The only issue with the Galaxy Flex display is it is full HD at 1920 x 1080. While such a resolution is fine on a 13-inch laptop (indeed, preferred), on a 15-inch one, it starts to get noticeable. Text is not nearly as sharp, and the benefits of a larger display are not as impressive. Samsung has a history of prioritizing battery over max specs on its laptops, and that seems to be the case here.
The front-facing 720P web camera is OK and slightly better than average, but it is still miles behind what Microsoft does in its Surface line. Such a camera would have been fine in 2019, but in 2020 camera quality is suddenly much more important.
Samsung did not opt for Windows Hello facial recognition but instead uses a fingerprint reader.
Shallow but OK
Samsung Galaxy Book Flex keyboard, Qi trackpad, and audio
Samsung doesn't quite have as much experience in making keyboards like Dell, Lenovo, or HP. Its keyboards in the past were good but mushy. Its new ones for the Galaxy Book S and now Book Flex falls on the shallow side. It's not bad, but there is some adjustment to it.
Samsung uses large chicklet-sized keys that are well spaced. A full number pad is also present, which is a feature many users look for in a 15-inch laptop. The backlighting here is better than the Book S, which was so dim as to be almost unnoticeable. The keyboard is quiet to type on too.
A fingerprint reader is placed just before the number pad, and it is fixed into the deck, resembling a keyboard key. It is an excellent reader due to its size and accuracy. Samsung is also using so-called single-sign-on (SSO), which means the reader can both wake and log you into Windows with a one-touch.
The Microsoft Precision touchpad is one of the largest on a modern laptop. It is exceptionally smooth, accurate, and it has a satisfying, albeit soft, click.
In a weird flex, the Flex has a Qi wireless charger built into the trackpad. It's all a bit silly, but if you place your Qi-enabled phone onto the trackpad and then flick a hot-key to turn it on, it will recharge. Note, the trackpad itself becomes disabled while the Qi charger is on, making it more of a gimmick. That said, in a pinch, it's a neat trick. It would have been better, perhaps, to have the Qi charger in the laptop lid to be used when closed.

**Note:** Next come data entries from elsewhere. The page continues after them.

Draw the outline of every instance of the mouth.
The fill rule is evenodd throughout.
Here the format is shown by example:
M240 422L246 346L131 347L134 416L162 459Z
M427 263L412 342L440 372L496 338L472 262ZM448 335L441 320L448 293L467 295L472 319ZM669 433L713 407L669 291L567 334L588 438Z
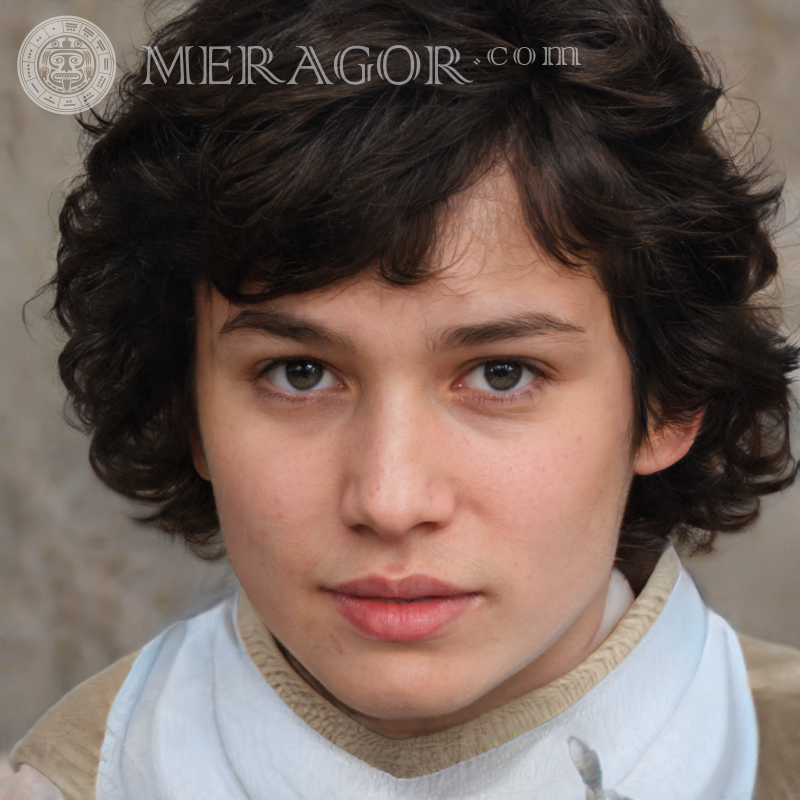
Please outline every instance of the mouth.
M382 642L421 642L440 636L480 597L480 592L425 575L400 580L369 576L326 591L356 633Z

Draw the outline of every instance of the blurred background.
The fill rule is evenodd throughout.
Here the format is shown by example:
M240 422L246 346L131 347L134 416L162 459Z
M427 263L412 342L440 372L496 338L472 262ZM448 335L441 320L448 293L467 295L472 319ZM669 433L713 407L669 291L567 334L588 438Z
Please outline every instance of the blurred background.
M762 115L757 147L787 181L782 303L800 322L800 2L668 0L724 68L728 128ZM152 23L177 6L162 3ZM92 474L87 443L62 420L58 339L46 303L22 306L53 268L56 219L80 155L72 116L23 93L28 32L70 14L99 25L120 66L147 41L141 0L0 0L0 752L66 691L172 621L233 590L205 564L129 521L133 509ZM118 70L119 74L119 70ZM755 100L757 106L751 102ZM688 560L709 602L740 631L800 646L800 486L765 503L752 531ZM0 770L1 772L2 770ZM0 786L2 790L2 786Z

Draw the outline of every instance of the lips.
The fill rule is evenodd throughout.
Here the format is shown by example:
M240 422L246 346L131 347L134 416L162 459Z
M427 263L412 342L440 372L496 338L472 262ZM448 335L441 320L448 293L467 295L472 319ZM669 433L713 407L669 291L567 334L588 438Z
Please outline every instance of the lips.
M426 575L368 576L327 591L357 633L384 642L419 642L442 634L480 596Z

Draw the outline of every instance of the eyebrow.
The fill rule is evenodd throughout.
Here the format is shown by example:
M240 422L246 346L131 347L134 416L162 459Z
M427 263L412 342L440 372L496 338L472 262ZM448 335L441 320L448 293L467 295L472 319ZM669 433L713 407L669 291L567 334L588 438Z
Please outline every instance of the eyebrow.
M355 342L349 336L286 311L246 308L222 326L219 336L242 330L293 339L303 344L324 345L350 352L357 350ZM509 319L444 328L429 339L428 349L437 352L529 336L583 333L586 331L580 325L550 314L533 312Z

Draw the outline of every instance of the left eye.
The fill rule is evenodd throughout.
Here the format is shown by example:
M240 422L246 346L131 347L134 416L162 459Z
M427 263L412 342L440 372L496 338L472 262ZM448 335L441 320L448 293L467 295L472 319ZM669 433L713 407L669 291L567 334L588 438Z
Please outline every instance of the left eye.
M482 392L510 392L532 383L536 373L518 361L487 361L465 378L470 389Z
M319 361L306 358L277 364L264 374L282 391L295 394L309 389L329 389L338 384Z

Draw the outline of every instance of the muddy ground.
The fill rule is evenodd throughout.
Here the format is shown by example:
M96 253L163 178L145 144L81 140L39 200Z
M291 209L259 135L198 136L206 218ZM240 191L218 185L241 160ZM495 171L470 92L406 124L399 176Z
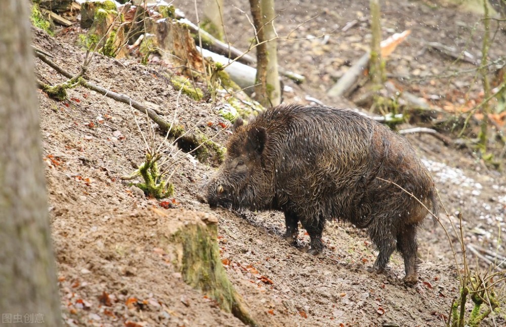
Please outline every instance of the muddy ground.
M227 7L225 12L228 36L235 45L246 49L244 33L237 32L248 30L248 23L237 8L247 11L247 3L232 2L234 6ZM367 48L368 2L319 2L317 6L309 1L277 2L280 34L317 15L293 36L307 37L332 31L325 44L319 39L280 43L281 64L308 79L301 86L284 81L293 90L285 93L285 101L309 103L304 100L309 95L329 105L354 106L348 100L327 98L325 91ZM193 4L175 4L192 19ZM419 96L437 96L431 98L438 105L447 101L456 106L468 98L479 99L478 87L468 92L474 83L473 74L446 79L433 76L475 66L455 63L426 46L427 42L437 41L459 49L466 47L479 56L479 15L453 5L406 0L386 2L383 11L384 36L412 30L409 41L388 63L392 80ZM342 31L354 20L353 27ZM34 44L55 56L55 61L64 69L75 73L85 53L68 43L69 32L53 38L36 31ZM492 58L505 50L504 36L498 34L496 37ZM35 62L39 79L51 83L62 80L45 64ZM140 65L137 59L116 61L98 56L89 71L94 83L155 106L167 119L177 110L178 124L189 127L199 121L198 128L208 136L214 135L220 122L227 122L218 114L222 103L195 102L179 95L162 77L165 69ZM197 195L215 168L192 157L184 156L179 161L181 165L172 177L175 194L168 200L174 209L166 211L166 216L158 214L153 208L164 209L158 200L139 194L119 178L143 161L146 146L140 131L148 135L151 123L129 106L84 88L71 90L69 98L56 102L39 91L53 236L68 325L242 325L187 285L164 253L160 235L171 221L184 220L196 215L195 212L218 218L223 264L261 325L444 324L452 300L458 294L459 269L446 235L437 224L428 221L420 229L420 280L409 288L401 280L403 264L397 254L392 257L391 269L386 274L366 271L375 255L363 230L329 224L324 232L326 248L314 257L281 238L284 219L279 213L238 215L210 209ZM228 135L222 134L217 141L224 143ZM408 138L433 173L450 215L449 219L442 216L445 226L450 228L450 220L458 223L457 213L462 213L467 242L504 254L503 173L488 167L471 151L445 146L430 136ZM164 141L157 135L156 142ZM165 141L164 146L170 150L174 146ZM304 231L301 231L300 241L307 246L309 237ZM450 233L456 246L451 229ZM461 253L458 248L456 251L460 260ZM468 255L472 267L483 270L488 266L472 252L468 251ZM499 292L503 304L503 290ZM504 325L505 316L503 308L483 324Z

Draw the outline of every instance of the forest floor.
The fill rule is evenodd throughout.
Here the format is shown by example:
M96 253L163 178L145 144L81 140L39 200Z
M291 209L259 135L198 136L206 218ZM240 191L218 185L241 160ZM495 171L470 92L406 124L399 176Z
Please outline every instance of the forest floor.
M192 20L194 8L189 2L174 4ZM239 10L247 12L247 2L230 2L233 6L227 3L225 12L228 37L245 50L244 33L237 32L249 30ZM301 24L292 36L307 39L332 31L324 44L321 39L280 43L280 64L307 78L300 86L284 81L291 89L285 92L285 102L309 103L305 100L309 96L328 105L354 107L348 100L327 98L325 91L368 48L369 2L321 1L318 6L314 2L276 1L280 35ZM475 72L441 77L477 66L431 51L427 43L465 48L479 58L480 15L429 1L385 2L384 36L412 30L387 62L390 79L441 108L479 103L483 95L479 85L474 86ZM71 37L66 33L54 38L36 30L33 43L75 73L85 51L69 43ZM500 32L495 35L491 58L503 55L505 37ZM42 62L37 60L35 65L39 79L51 83L62 80ZM220 122L227 122L218 114L222 103L180 96L163 77L164 69L162 65L141 65L136 59L97 56L88 75L94 83L156 107L167 120L177 110L178 124L188 128L200 122L198 128L208 136L216 133ZM428 221L420 228L419 282L406 287L401 280L402 260L397 254L387 274L367 272L375 254L363 230L328 224L323 236L326 249L315 257L290 247L281 237L284 221L279 213L246 212L238 216L221 208L210 209L197 198L216 168L190 155L179 161L172 178L175 193L168 202L174 209L160 215L153 210L160 209L158 200L139 194L119 179L143 161L146 146L140 131L148 135L152 123L129 106L86 89L70 90L69 95L69 101L61 102L40 91L38 96L54 248L67 325L242 325L186 284L173 258L164 252L160 235L171 221L184 221L201 212L218 218L223 263L260 325L444 325L443 318L458 294L460 268L439 225ZM227 136L222 134L216 140L224 144ZM430 136L408 138L434 176L449 214L442 215L441 220L450 231L459 262L462 254L450 223L458 224L457 213L462 213L462 233L468 244L506 252L503 173L488 167L472 151L446 147ZM157 144L164 142L158 135L155 139ZM165 142L164 146L170 149L173 145ZM299 239L307 244L304 231ZM467 254L472 269L485 271L486 263L472 252ZM499 291L504 305L504 290ZM483 325L504 325L504 310L503 307Z

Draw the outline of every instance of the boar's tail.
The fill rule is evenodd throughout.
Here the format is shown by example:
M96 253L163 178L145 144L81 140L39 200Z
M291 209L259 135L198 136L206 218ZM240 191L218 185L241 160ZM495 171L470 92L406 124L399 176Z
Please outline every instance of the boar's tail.
M441 201L439 199L439 194L436 187L432 188L432 191L431 193L431 200L432 202L432 213L437 218L439 218L439 211L441 209ZM434 217L432 218L435 220L434 222L436 222L435 218Z

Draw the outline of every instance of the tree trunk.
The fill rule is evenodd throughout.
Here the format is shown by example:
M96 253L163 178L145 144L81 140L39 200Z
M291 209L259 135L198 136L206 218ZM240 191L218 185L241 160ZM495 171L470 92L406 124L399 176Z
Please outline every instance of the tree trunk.
M369 75L373 84L374 91L381 89L385 80L381 56L381 10L379 0L371 0L371 59L369 61Z
M257 100L264 106L277 106L281 102L278 73L277 43L274 29L273 0L249 0L256 30ZM268 40L271 40L267 42Z
M212 35L223 40L223 0L205 0L204 1L204 19L201 26Z
M60 326L28 7L0 1L0 312Z
M490 20L488 13L488 4L487 0L483 0L483 25L485 31L483 35L483 42L481 48L481 65L480 69L482 83L483 84L483 98L488 99L490 96L490 83L488 80L488 70L487 67L488 50L490 47ZM488 114L490 112L488 101L485 101L482 107L483 118L482 118L480 131L480 143L482 146L482 154L485 154L487 151L487 132L488 126Z

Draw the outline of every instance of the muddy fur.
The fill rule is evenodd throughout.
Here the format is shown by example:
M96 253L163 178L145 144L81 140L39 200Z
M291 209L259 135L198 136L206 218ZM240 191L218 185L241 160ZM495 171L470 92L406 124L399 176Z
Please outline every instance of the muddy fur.
M209 183L210 205L284 213L285 237L296 241L298 222L311 237L310 252L323 249L325 221L366 228L383 271L397 250L404 281L416 273L417 226L437 212L429 172L404 138L353 110L281 105L249 124L238 120L227 157Z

There are two amped speakers on the side of the Book Flex. Due to the hard, angular edges, Samsung has them on the side and not at an angle below the deck. The speakers are AKG tuned and deliver excellent audio that is clear, crisp and has good separation. There is not a ton of bass, however, but the delivery is still relatively rich compared to other laptops.
lots of features
Samsung Galaxy Book Flex inking and S-Pen
The Book Flex supports inking using Samsung's proprietary S-Pen technology. The pen itself is siloed on the right side, and like the Note series of phones, the user pushes in to eject it. It's more of a stylus than a proper pen, unlike Microsoft Surface Pen, making it ideal for quick note-taking, doodling, and highlighting rather than hours of drawing.
In most reviews, I'd gloss over the inking part, but the Book Flex takes it to another level. The S-Pen, despite its small size, is accurate, smooth, and fun to use (and yes, you can use the S-Pen on your Samsung Note too, and vice-versa). Moreover, Samsung has added a lot of its own software to enhance the feature.